As I drove away from the impressive farm, I tried to tell myself I was a very decent and restrained chap, quite above the shoddy device of rationalizing it as an act of mercy. But I knew I was lying to myself. I knew from a little sense of heaviness in my loins that had I not had that startled moment of peeping tomism, I might possibly have succumbed to the environment, realizing for the first time the grotesque eroticism of a kitchen deed, amid rich good smells of coffee and pies baking and country woman, as if desire had a curious link with the homely processes of hearty food. A brisk and staunch and amiable little woman, fruitful as the land, her needs earnest and simplified and swiftly and with abundant energy gratified, without residual obligation or accusation. Trot off and set herself to rights and come back with the grace to blush a little, then pay off with a pat, a sisterly kiss, more good coffee and another thickly buttered cinnamon pecan roll.

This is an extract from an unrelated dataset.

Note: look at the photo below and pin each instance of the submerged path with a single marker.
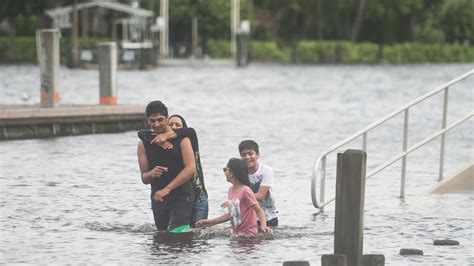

So it had not been restraint after all, not a moral hesitation. It had been just my supercilious sense of my own dignity. McGee could not take over the morning chore where Darling Bread Boy had left off. Fastidiousness. A stuffy sense of social stratum, and of course no chance to exercise that jackassy masculine conviction that the lady would not have yielded to anyone less charming and persuasive. Every day, no matter how you fight it, you learn a little more about yourself, and all most of it does is teach humility.

I knew something about her too. In any other part of the house it would be a horrified No. What do you think I am? The rest of the house gave her the sense of her value, wife of Harry, mother of six, doer of good deeds. The kitchen was her domain. There any little clinging web of guilt could be swiftly scrubbed away, like a thousand other things spilled and broken. Kitchens took care of simple hungers. Stir, mix, bake, and serve, then clean up the litter, polish, and scrub, and it is bright and new again-as if you hadn’t cooked a thiog.

I turned the nose of the car into the third of a mile of muddy ruts that led to the Farley farm. I stopped and stared at the road. I patted the slash pocket of the topcoat, feeling the little lump of the Airweight Bodyguard. Six rounds of 158 grain.38 Special. I traveled with it wrapped in a washcloth and tucked into a slightly oversized soap dish. This will not delude professionals. It escapes casual snoopers.